Munro settled in Florida with his friend, Roy Lincoln (the Human Bomb). There he eventually met the young hero Grant Emerson (Damage). Munro helped Emerson search for the identity of his biological parents. For a time, it appeared that Grant might be Arn and Sandra's lost child. Eventually they learned that Damage was actually the son of the Atom, Al Pratt, and his wife.

Iron Munro continues to serve as an adventurer and apparently benefits from extended youth. During the massive war between Imperiex and Brainiac 13, the Justice Society's Sand recruited an army of All-Stars, which Arn joined. Afterwards, he joined the Human Bomb and Damage in the Freedom Fighters. This group was doomed and Arn lost his good friend Roy when several of the Freedom Fighters were killed by the Society of Super-Villains.

Sandra Knight later learned that the child she gave up for adoption, Walter Pratt, had become a homicidal maniac. Pratt died when he was cut in half midstream in teleportation. Sandra met Spencer, and months later brought Arn to Kate for an introduction to her and Ramsey, his great-grandson.

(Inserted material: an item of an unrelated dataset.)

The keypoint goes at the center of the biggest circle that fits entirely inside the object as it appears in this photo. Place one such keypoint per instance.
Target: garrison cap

Iron Munro became part of a network called Supermen of America after Superman learned that he cannot be everywhere at once. Along with other heroes, like Steel, Super-Chief, Supergirl, and Superboy, he has a signal watch that can be used for summons in emergencies. Iron Munro also works closely with the rehabilitated villain Livewire and S.T.A.R. Labs employee Serling Roquette. Livewire is accepted into the team.

==Powers==
Munro is endowed with superhuman strength and speed, is invulnerable to the point where small firearms will only bruise him, can leap almost an eighth of a mile, has enhanced reflexes, and ages at a slower rate than an ordinary human, hence why despite being in his nineties, he still looks to be in his thirties.